Lodge concludes: “I for one am grateful for that anecdote.”  The banality on display here – offensive, not evil -- is Lodge’s as well as Kingsley’s.  One wonders what exactly Lodge is “grateful” for – other than the opportunity to show us that he, along with deep-down kind-hearted old Kingsley, perceives the Holocaust to have been a terrible mistake, never to be repeated. 

I suspect it is Lodge’s very strengths as a journalistic summarizer and simplifier that lead him into breezy and simplistic generalizations such as, “If the 1960’s were about politics, the seventies about sex, and the eighties about money, then (it seemed to me) the nineties were about therapy.”  But one could just as easily see the sixties as about sex, the nineties as about money, and the seventies, eighties and nineties as all about therapy, too.

Yet despite his occasional vapidities, Lodge is an attentive critic of novels and movies.  He carefully notes plot anomalies and inconsistencies, and is perceptive about film adaptations of the novels of James and Greene.  In what is probably the strongest critical essay in the book, “Henry James and the Movies”, he notes the numerous cinematic attractions of James’ novels: period settings, sumptuous production values, yet without lavish (and expensive) historical background, well-defined story structure, and the appealing cinematic themes of “sexual desire and money”.  He then goes on to identify, in light of his book’s subject (there’s a connection!), the basic shortcoming of all the film versions:

For those who know and love the novels of Henry James, the movie adaptations will always be more or less disappointing, because of the medium’s inability to do justice to what is arguably the most important component of the books – their detailed and subtle representation of the inner life.

The discussion of film adaptations of Greene’s work is also good.  After a close and sensitive literary analysis of a passage from Greene’s novel Brighton Rock, Lodge concludes:

There’s no way this rich matrix of allusion and association could be conveyed through visual imagery or spoken dialogue alone. One reason why so many of the films of Greene’s novels disappoint is that without the powerful and persuasive rhetoric of his narrative voice, the stories can seem contrived and melodramatic.

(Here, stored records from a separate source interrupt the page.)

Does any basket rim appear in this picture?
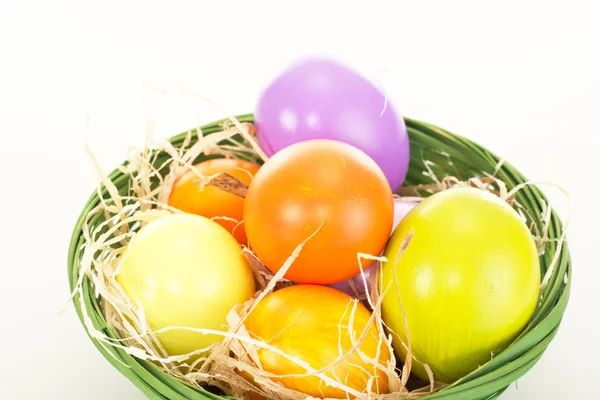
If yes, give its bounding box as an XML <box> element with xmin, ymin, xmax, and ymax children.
<box><xmin>67</xmin><ymin>114</ymin><xmax>572</xmax><ymax>400</ymax></box>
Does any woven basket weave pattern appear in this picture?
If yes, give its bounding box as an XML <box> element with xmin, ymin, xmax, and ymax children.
<box><xmin>68</xmin><ymin>115</ymin><xmax>571</xmax><ymax>400</ymax></box>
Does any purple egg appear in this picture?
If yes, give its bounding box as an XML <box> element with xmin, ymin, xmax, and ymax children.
<box><xmin>329</xmin><ymin>198</ymin><xmax>418</xmax><ymax>297</ymax></box>
<box><xmin>254</xmin><ymin>59</ymin><xmax>410</xmax><ymax>191</ymax></box>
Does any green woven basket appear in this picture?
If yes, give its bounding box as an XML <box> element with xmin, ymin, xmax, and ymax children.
<box><xmin>68</xmin><ymin>115</ymin><xmax>571</xmax><ymax>400</ymax></box>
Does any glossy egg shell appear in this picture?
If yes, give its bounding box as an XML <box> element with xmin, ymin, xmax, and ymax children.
<box><xmin>245</xmin><ymin>285</ymin><xmax>391</xmax><ymax>398</ymax></box>
<box><xmin>169</xmin><ymin>158</ymin><xmax>260</xmax><ymax>245</ymax></box>
<box><xmin>244</xmin><ymin>140</ymin><xmax>393</xmax><ymax>284</ymax></box>
<box><xmin>378</xmin><ymin>189</ymin><xmax>540</xmax><ymax>383</ymax></box>
<box><xmin>254</xmin><ymin>58</ymin><xmax>410</xmax><ymax>190</ymax></box>
<box><xmin>117</xmin><ymin>214</ymin><xmax>255</xmax><ymax>355</ymax></box>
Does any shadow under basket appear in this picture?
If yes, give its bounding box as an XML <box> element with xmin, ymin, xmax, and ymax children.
<box><xmin>68</xmin><ymin>114</ymin><xmax>571</xmax><ymax>400</ymax></box>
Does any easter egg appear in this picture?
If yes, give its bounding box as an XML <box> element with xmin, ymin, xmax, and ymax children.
<box><xmin>244</xmin><ymin>140</ymin><xmax>394</xmax><ymax>284</ymax></box>
<box><xmin>116</xmin><ymin>214</ymin><xmax>255</xmax><ymax>355</ymax></box>
<box><xmin>378</xmin><ymin>188</ymin><xmax>540</xmax><ymax>383</ymax></box>
<box><xmin>245</xmin><ymin>285</ymin><xmax>391</xmax><ymax>399</ymax></box>
<box><xmin>254</xmin><ymin>58</ymin><xmax>410</xmax><ymax>190</ymax></box>
<box><xmin>329</xmin><ymin>198</ymin><xmax>417</xmax><ymax>303</ymax></box>
<box><xmin>168</xmin><ymin>158</ymin><xmax>260</xmax><ymax>244</ymax></box>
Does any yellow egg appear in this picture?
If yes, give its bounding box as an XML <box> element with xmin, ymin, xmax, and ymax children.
<box><xmin>117</xmin><ymin>214</ymin><xmax>255</xmax><ymax>355</ymax></box>
<box><xmin>379</xmin><ymin>189</ymin><xmax>540</xmax><ymax>383</ymax></box>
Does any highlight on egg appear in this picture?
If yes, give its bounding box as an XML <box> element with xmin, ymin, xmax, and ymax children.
<box><xmin>254</xmin><ymin>58</ymin><xmax>410</xmax><ymax>191</ymax></box>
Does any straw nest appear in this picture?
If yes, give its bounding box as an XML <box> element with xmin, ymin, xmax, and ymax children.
<box><xmin>68</xmin><ymin>115</ymin><xmax>571</xmax><ymax>400</ymax></box>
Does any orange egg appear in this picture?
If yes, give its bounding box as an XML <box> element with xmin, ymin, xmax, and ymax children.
<box><xmin>169</xmin><ymin>158</ymin><xmax>260</xmax><ymax>244</ymax></box>
<box><xmin>245</xmin><ymin>285</ymin><xmax>391</xmax><ymax>399</ymax></box>
<box><xmin>244</xmin><ymin>140</ymin><xmax>394</xmax><ymax>284</ymax></box>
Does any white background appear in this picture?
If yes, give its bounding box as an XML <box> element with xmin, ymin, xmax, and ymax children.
<box><xmin>0</xmin><ymin>0</ymin><xmax>600</xmax><ymax>400</ymax></box>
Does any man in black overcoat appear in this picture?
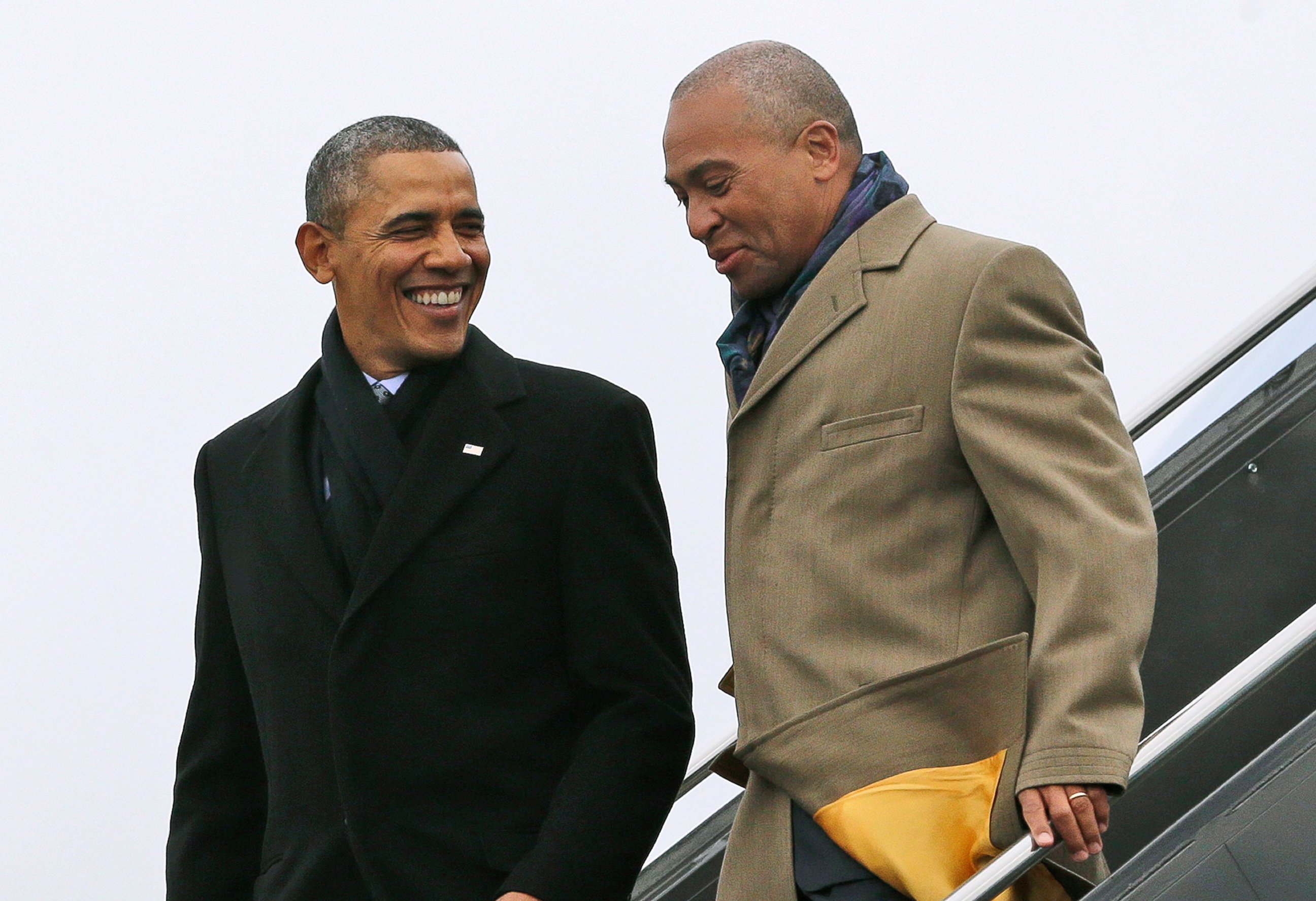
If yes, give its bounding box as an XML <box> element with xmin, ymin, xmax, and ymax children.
<box><xmin>167</xmin><ymin>117</ymin><xmax>694</xmax><ymax>901</ymax></box>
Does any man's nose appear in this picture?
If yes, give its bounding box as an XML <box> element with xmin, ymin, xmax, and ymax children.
<box><xmin>685</xmin><ymin>200</ymin><xmax>722</xmax><ymax>243</ymax></box>
<box><xmin>424</xmin><ymin>225</ymin><xmax>471</xmax><ymax>271</ymax></box>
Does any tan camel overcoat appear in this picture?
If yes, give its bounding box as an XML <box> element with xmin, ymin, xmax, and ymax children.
<box><xmin>718</xmin><ymin>195</ymin><xmax>1157</xmax><ymax>901</ymax></box>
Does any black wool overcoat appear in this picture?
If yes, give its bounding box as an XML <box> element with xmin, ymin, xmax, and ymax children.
<box><xmin>166</xmin><ymin>329</ymin><xmax>694</xmax><ymax>901</ymax></box>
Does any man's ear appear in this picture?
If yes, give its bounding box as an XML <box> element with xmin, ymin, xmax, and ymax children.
<box><xmin>298</xmin><ymin>222</ymin><xmax>334</xmax><ymax>284</ymax></box>
<box><xmin>799</xmin><ymin>118</ymin><xmax>843</xmax><ymax>182</ymax></box>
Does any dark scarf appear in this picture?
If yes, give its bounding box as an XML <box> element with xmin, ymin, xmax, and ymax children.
<box><xmin>717</xmin><ymin>151</ymin><xmax>909</xmax><ymax>403</ymax></box>
<box><xmin>311</xmin><ymin>312</ymin><xmax>450</xmax><ymax>587</ymax></box>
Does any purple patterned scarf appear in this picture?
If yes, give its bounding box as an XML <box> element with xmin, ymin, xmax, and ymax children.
<box><xmin>717</xmin><ymin>151</ymin><xmax>909</xmax><ymax>403</ymax></box>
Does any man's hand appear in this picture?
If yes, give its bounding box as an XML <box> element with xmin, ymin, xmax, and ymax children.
<box><xmin>1018</xmin><ymin>785</ymin><xmax>1111</xmax><ymax>863</ymax></box>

Lodge’s collection of essays may not, in the end, be as critically unified or “connected” as he would have us (and himself) believe.  But when he chooses to conduct his discussion of “consciousness and the novel” not through bibliographic summaries or journalistic surveys or elevated book chat, and instead through the kind of focused critical intelligence displayed by the examples above, his book comes closer to the goal set by its title.

 

© 2003 Joshua Gidding

 

Joshua Gidding, Ph.D., is Assistant Professor at the Department of English, Dowling College. He is the author of The Old Girl: A Novel (Henry Holt, 1980).